Berlin - 21.01.2019, 16:30 Uhr

Eine neue, seltene, aber schwerwiegende Nebenwirkung unter Gliflozinen: Fournier-Gangrän:  (m / Foto: stockfotos MG / stock.adobe.com)

Eine neue, seltene, aber schwerwiegende Nebenwirkung unter Gliflozinen: Fournier-Gangrän: (m / Foto: stockfotos MG / stock.adobe.com)


EMA und BfArM informieren in einem Rote-Hand-Brief über eine neue Nebenwirkung unter Diabetestherapie mit SGLT-2-Inhibitoren: Fournier-Gangrän. Sie trifft vor allem Männer und stellt eine potenziell lebensbedrohliche Infektion dar. Auch wenn Diabetiker per se ein höheres Risiko für eine Fournier-Gangrän haben, wird die Fasziitis nun zusätzlich auch mit der Einnahme von Gliflozinen in Zusammenhang gebracht.

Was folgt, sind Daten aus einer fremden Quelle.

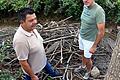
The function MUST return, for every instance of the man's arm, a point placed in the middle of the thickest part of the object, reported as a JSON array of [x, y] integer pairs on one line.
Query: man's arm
[[100, 35], [28, 69]]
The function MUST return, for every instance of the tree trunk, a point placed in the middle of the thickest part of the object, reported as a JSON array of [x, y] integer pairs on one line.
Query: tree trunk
[[113, 72]]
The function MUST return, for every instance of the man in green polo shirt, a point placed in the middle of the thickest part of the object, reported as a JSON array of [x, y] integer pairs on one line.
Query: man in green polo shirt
[[91, 32]]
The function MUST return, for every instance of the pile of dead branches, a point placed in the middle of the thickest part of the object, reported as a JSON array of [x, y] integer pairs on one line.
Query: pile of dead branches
[[62, 50]]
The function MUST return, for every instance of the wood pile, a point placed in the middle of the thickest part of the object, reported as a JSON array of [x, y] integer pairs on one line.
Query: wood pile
[[62, 50]]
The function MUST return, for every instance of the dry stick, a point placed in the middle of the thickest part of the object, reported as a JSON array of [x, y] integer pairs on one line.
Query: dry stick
[[61, 51], [67, 76], [71, 36], [67, 66], [11, 61], [54, 53]]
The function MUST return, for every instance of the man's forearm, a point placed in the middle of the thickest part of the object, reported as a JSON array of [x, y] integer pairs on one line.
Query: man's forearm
[[27, 68]]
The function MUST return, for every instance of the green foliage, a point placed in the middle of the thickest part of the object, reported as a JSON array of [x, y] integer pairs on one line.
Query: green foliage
[[48, 6], [3, 4], [18, 4], [63, 7]]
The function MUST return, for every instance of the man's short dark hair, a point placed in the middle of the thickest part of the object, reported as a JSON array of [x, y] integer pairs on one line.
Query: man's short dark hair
[[23, 12]]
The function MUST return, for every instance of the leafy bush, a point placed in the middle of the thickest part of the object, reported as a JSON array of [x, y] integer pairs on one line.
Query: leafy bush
[[72, 8]]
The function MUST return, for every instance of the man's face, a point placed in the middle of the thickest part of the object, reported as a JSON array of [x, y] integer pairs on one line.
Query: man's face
[[30, 22], [88, 2]]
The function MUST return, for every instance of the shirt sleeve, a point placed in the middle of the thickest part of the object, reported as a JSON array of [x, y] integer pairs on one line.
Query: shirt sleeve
[[100, 16], [21, 50]]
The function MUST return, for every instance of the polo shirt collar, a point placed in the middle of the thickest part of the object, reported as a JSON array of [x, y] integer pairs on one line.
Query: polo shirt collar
[[25, 32], [90, 7]]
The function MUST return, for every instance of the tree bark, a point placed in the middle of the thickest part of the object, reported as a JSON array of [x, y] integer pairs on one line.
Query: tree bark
[[113, 72]]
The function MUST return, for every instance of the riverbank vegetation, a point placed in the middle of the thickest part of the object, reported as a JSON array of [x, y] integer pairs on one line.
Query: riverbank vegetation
[[59, 7]]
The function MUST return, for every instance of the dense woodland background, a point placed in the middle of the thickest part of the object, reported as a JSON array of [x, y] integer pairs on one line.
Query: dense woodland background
[[8, 8], [58, 9]]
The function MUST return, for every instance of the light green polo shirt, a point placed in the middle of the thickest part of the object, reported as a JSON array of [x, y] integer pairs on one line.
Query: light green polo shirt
[[91, 16]]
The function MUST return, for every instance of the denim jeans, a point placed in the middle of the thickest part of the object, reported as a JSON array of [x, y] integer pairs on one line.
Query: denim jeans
[[48, 69], [26, 77]]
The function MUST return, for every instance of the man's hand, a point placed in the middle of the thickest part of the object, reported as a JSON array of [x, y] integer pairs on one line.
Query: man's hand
[[34, 78], [92, 50]]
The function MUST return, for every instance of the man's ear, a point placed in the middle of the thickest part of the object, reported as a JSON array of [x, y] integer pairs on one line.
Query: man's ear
[[21, 21]]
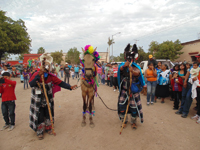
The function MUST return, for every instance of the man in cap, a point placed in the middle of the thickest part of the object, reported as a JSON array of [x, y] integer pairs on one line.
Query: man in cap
[[186, 100], [152, 61], [39, 114], [67, 72]]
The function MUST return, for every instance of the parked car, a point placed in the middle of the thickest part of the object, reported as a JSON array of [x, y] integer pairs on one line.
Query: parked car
[[144, 64]]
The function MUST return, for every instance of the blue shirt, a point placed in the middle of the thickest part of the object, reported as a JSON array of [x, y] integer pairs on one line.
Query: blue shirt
[[163, 80], [76, 69]]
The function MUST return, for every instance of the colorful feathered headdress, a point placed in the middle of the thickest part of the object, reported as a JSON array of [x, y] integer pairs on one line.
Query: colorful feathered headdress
[[90, 50]]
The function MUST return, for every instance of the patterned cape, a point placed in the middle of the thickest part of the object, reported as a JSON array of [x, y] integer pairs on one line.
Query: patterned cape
[[36, 103], [123, 99]]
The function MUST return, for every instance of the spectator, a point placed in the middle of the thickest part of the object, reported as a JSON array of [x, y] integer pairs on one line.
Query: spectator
[[115, 82], [197, 116], [194, 72], [175, 68], [159, 66], [176, 83], [57, 70], [99, 71], [5, 69], [108, 78], [70, 66], [103, 78], [162, 88], [72, 73], [188, 66], [25, 75], [61, 71], [111, 74], [151, 75], [186, 100], [76, 70], [67, 73], [7, 89], [152, 60]]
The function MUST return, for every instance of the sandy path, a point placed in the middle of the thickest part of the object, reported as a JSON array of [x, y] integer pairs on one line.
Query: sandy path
[[161, 130]]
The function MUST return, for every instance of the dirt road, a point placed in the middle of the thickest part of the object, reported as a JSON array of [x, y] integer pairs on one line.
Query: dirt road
[[162, 128]]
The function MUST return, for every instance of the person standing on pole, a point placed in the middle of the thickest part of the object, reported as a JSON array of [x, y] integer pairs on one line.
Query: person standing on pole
[[67, 73]]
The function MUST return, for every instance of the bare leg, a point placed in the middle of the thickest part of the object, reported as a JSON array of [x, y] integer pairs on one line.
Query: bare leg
[[84, 111]]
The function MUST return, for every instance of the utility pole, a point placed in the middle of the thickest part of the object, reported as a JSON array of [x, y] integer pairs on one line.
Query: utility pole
[[136, 41]]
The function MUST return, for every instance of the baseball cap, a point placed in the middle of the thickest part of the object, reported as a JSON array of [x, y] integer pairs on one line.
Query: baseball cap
[[150, 56], [197, 56]]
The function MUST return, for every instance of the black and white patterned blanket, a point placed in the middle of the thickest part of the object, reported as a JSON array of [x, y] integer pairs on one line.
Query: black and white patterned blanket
[[37, 101]]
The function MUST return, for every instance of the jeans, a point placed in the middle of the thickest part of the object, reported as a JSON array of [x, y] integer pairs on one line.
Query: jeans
[[25, 83], [186, 99], [8, 106], [61, 72], [151, 89]]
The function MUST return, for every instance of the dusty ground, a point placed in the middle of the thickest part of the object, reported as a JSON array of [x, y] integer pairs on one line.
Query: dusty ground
[[161, 130]]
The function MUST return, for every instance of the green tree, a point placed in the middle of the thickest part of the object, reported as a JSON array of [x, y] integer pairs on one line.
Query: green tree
[[167, 50], [72, 56], [142, 55], [57, 56], [41, 50], [14, 38]]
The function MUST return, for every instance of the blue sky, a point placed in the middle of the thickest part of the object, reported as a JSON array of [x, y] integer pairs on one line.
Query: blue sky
[[62, 24]]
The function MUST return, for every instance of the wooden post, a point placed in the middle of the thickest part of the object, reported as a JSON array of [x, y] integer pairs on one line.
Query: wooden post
[[50, 115], [128, 100]]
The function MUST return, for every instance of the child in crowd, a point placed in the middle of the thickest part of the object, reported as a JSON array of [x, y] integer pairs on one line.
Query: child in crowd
[[194, 72], [177, 84], [7, 89], [72, 72], [26, 76], [103, 78]]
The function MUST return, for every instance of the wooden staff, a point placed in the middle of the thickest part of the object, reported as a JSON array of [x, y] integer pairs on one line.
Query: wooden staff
[[128, 100], [50, 115]]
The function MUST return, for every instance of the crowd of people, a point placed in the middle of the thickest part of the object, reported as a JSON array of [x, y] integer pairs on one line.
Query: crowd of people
[[181, 83]]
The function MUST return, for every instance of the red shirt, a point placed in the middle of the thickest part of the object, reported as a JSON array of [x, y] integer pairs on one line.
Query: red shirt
[[8, 90], [180, 84], [50, 78]]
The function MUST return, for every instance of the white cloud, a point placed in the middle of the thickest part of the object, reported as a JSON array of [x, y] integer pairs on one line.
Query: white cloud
[[61, 24]]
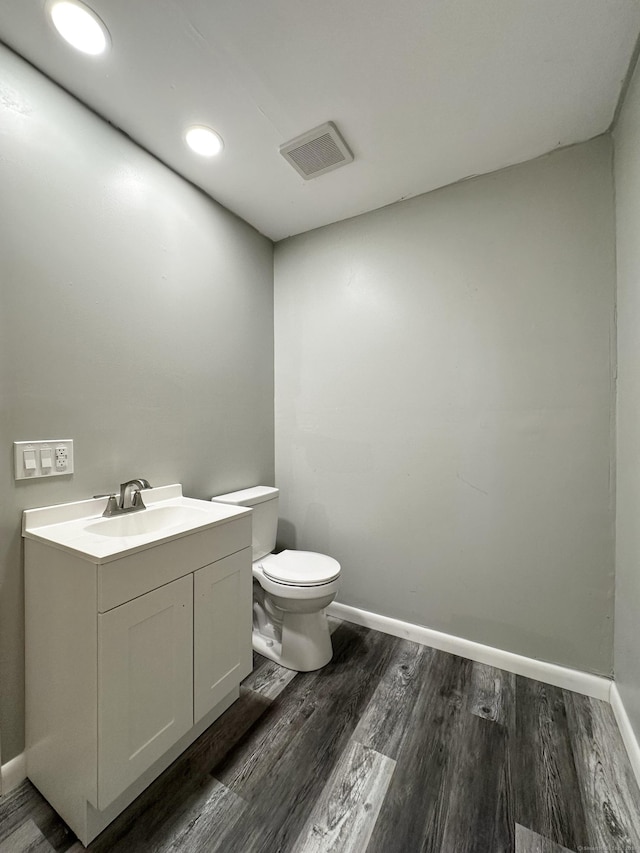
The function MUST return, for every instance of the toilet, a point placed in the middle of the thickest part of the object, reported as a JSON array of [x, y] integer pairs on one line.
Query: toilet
[[290, 590]]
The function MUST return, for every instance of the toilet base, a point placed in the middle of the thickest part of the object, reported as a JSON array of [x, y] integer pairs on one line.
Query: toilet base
[[306, 642]]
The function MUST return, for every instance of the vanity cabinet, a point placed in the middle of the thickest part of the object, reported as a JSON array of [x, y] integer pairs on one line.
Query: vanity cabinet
[[128, 661], [145, 683]]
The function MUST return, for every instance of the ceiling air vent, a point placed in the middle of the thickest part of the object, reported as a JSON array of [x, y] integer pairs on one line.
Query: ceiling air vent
[[318, 151]]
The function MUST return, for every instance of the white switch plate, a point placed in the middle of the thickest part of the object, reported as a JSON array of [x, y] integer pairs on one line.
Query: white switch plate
[[60, 452]]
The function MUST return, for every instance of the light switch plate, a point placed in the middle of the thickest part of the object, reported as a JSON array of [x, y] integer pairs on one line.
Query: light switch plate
[[58, 451]]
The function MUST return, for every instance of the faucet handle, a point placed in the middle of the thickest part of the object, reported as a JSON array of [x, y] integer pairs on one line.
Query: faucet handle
[[111, 507], [136, 500]]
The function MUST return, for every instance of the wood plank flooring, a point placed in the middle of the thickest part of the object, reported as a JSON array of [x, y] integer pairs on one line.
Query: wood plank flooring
[[391, 748]]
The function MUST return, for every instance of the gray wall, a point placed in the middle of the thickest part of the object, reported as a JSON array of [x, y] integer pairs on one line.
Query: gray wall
[[137, 319], [627, 613], [444, 406]]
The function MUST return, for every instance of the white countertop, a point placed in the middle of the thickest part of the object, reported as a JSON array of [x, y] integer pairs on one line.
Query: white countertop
[[81, 529]]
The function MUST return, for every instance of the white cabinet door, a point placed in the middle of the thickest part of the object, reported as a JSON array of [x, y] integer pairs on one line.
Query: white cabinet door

Was ist eine Fournier-Gangrän und welche Maßnahmen leiten die Behörden ein?

Die Hersteller gliflozinhaltiger Arzneimittel informieren in Abstimmung mit der Europäischen Arzneimittel-Agentur (EMA) und dem Bundesinstitut für Arzneimittel und Medizinprodukte (BfArM) in einem Rote-Hand-Brief über eine neue Nebenwirkung unter SGLT-2-Inhibitoren (Sodium-Glucose-Co-Transporter-2-Inhibitoren): Fournier-Gangrän.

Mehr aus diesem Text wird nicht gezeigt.